This has traditionally been the dominant form of renewable energy; it has a long history with nation-building schemes such as the Snowy Mountain Hydro-Electric Scheme.
Over 100 hydro-energy generators exist, with a total capacity of more than 8,000 megawatts. There are still a few new projects underway but the renewable energy policy is moving on to other forms, such as wind, solar, bio, geothermal and tidal. Hydro energy has also suffered from the long period of drought Australia has experienced over the last 20 years.
The total number of large-scale wind parks is set to more than double between 2011 and 2016, to well above 100. By that time these farms will produce 3%-5% of the total energy capacity. Under the Renewable Energy Target (RET) this will increase further and by 2020 will produce just over one-third of all renewable energy.
The largest projects include the Silverton Windfarm in New South Wales; Clements Gap, Waterloo, Robertstown, Stony Gap and Hallet 4 in South Australia; Sidonia Hills in Victoria; and Musselroe in Tasmania.
Increasingly smaller wind turbines are also being installed on the roofs of private homes.
The average amount of solar energy available in Australia is approximately 15,000 times the average national energy consumption. More than 90% of the continent receives more than 1950Kw/h per square meter per year.
There are close to 300 large solar projects around the country – nearly all of these being photovoltaic.
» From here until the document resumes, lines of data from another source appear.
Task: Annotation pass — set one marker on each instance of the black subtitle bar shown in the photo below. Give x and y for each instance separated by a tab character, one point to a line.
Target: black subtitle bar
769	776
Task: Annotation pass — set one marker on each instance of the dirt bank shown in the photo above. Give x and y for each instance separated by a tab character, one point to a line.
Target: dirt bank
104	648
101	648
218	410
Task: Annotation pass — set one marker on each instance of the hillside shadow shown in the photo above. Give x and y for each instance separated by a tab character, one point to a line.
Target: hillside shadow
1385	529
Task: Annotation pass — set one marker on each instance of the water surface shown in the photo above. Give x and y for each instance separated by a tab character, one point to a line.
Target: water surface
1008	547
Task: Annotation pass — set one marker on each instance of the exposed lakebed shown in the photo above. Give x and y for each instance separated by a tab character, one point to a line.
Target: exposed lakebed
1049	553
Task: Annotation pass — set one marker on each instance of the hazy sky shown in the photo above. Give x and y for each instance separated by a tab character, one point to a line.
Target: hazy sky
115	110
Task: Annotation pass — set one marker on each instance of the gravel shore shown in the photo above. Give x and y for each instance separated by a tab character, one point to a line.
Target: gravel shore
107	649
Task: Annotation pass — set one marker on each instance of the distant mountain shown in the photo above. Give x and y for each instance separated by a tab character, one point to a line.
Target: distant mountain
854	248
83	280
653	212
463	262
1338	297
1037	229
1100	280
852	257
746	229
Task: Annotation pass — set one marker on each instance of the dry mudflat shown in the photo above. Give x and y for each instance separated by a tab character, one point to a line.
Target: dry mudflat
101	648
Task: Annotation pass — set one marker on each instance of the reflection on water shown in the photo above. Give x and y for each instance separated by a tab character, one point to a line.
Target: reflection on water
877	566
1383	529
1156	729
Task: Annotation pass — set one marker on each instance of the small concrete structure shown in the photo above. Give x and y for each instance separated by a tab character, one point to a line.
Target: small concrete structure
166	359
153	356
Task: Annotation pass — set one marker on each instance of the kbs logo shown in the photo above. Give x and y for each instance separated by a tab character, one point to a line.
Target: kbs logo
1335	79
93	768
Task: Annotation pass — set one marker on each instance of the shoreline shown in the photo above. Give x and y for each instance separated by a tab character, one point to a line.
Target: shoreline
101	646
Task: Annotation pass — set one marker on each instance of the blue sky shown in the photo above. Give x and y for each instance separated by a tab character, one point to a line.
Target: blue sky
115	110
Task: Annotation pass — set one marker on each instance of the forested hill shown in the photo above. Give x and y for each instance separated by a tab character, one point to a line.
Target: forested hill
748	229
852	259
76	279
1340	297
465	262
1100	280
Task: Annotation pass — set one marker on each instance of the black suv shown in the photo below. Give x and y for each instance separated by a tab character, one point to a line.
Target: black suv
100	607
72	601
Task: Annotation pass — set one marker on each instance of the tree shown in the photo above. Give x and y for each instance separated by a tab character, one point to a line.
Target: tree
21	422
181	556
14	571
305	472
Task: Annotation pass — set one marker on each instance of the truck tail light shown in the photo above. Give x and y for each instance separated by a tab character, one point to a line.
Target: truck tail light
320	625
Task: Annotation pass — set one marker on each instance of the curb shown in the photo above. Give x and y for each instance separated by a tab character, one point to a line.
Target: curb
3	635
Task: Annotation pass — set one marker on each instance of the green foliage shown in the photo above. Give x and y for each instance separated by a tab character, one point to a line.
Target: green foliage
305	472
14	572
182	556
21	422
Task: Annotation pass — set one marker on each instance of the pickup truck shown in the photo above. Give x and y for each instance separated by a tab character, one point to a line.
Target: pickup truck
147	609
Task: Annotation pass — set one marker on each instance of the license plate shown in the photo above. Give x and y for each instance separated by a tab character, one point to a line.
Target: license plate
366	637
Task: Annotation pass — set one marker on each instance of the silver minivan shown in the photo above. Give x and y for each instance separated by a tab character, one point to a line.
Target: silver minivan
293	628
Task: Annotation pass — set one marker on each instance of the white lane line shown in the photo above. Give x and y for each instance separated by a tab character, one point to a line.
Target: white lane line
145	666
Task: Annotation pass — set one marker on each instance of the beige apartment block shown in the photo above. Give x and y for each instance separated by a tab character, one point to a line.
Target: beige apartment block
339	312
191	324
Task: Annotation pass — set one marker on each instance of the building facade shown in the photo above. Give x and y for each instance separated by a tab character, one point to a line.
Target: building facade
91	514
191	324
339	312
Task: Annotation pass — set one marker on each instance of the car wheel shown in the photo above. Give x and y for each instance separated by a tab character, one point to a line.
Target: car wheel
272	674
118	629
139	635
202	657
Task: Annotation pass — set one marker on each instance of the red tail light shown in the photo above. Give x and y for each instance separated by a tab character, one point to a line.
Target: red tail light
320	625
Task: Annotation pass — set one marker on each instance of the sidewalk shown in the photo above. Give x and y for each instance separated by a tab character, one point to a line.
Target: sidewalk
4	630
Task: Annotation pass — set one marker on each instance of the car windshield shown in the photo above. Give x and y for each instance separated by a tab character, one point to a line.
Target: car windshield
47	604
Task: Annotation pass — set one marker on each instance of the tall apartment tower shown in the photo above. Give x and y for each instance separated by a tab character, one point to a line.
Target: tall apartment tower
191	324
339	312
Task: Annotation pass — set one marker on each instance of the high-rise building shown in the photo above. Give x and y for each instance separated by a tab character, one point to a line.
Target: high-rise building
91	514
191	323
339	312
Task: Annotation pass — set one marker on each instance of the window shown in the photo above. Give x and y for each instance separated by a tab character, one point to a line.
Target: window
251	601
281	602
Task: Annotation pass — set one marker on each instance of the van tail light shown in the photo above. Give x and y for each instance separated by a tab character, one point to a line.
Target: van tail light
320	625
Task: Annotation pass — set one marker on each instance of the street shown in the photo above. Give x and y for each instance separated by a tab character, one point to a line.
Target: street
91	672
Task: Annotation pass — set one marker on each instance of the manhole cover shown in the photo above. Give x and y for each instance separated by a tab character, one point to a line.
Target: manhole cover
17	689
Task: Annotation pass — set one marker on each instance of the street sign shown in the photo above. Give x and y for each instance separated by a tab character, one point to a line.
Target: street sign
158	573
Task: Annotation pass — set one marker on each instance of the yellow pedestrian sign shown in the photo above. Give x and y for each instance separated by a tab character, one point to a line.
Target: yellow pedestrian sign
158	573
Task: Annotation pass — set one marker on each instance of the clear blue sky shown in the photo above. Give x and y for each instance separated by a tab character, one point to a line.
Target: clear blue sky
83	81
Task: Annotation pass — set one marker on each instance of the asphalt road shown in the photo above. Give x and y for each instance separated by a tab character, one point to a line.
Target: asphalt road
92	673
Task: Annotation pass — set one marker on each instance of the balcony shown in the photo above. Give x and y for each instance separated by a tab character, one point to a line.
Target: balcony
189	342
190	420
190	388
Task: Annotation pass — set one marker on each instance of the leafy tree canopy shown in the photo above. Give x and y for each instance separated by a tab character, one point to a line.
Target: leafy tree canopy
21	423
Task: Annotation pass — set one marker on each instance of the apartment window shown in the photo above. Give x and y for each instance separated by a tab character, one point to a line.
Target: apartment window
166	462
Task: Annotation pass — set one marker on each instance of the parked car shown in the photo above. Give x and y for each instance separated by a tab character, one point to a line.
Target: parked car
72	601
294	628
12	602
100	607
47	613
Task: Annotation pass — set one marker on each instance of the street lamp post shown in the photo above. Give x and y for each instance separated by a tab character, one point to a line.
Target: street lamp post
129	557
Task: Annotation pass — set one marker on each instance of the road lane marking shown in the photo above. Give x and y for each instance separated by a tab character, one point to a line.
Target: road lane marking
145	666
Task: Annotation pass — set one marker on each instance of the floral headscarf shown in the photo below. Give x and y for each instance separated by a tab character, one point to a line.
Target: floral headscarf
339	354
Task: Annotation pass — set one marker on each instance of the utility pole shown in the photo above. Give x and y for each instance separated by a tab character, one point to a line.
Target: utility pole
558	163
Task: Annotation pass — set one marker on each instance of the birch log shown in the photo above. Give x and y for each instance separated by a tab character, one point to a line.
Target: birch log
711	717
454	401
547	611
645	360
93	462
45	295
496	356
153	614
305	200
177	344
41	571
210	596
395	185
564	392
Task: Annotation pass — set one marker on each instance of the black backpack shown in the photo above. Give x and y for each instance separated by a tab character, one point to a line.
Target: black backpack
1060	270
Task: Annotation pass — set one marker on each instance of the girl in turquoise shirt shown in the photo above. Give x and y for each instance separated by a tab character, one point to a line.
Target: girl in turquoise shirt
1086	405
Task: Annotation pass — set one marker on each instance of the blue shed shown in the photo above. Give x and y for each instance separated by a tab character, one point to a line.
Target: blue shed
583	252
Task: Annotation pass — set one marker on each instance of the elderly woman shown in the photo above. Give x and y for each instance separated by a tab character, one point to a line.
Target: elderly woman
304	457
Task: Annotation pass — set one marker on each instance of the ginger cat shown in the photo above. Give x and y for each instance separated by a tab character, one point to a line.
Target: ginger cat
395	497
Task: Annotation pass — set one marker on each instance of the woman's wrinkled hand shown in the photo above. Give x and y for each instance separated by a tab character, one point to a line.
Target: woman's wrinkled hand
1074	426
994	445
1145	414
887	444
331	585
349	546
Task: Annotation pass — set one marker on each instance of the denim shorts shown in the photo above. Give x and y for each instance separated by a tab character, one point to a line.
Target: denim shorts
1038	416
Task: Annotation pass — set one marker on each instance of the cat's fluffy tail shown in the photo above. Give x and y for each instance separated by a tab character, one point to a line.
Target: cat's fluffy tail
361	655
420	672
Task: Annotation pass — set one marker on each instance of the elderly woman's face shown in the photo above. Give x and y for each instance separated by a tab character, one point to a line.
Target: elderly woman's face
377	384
A steady growth of new installations will also come on line in the future.
One interesting project is the Solar Flagship program, which is making significant investments in new solar technologies, including Solar Thermal, for which five large solar energy generators are able to deliver 250 megawatts each.
Since the latter half of the first decade of the 21st century significant growth has occurred in government and business building installations, both as part of local energy provision and for telecoms, railways, navigation facilities, utilities-based infrastructure projects, road infrastructure and remote locations.
Diesel generators are progressively being replaced with renewable energy sources, with diesel and gas being used for backup only.
New plans are underway to use renewable energy sources in remote smart grid operations for indigenous, mining and other remote communities, as well as individual farms and other premises. Pilots also include the delivery of telecoms facilities to create a smart grid for the management of energy in these places and such smart grid operations can be used for the delivery of broadband services to these remote areas.
The most significant development over the last few years has been the explosion in private solar panel installations. Government-supported projects such as ‘Solar Credits’ have seen uptakes approximately ten times higher than predicted. Soon certain premises, and even small communities or streets, will produce more energy than they consume. This is creating some anxiety among electricity companies – for financial reasons (less revenue) and in relation to the management of their grid.
Smart grids are important because they allow for much better management of solar-based energy production sources into the overall network.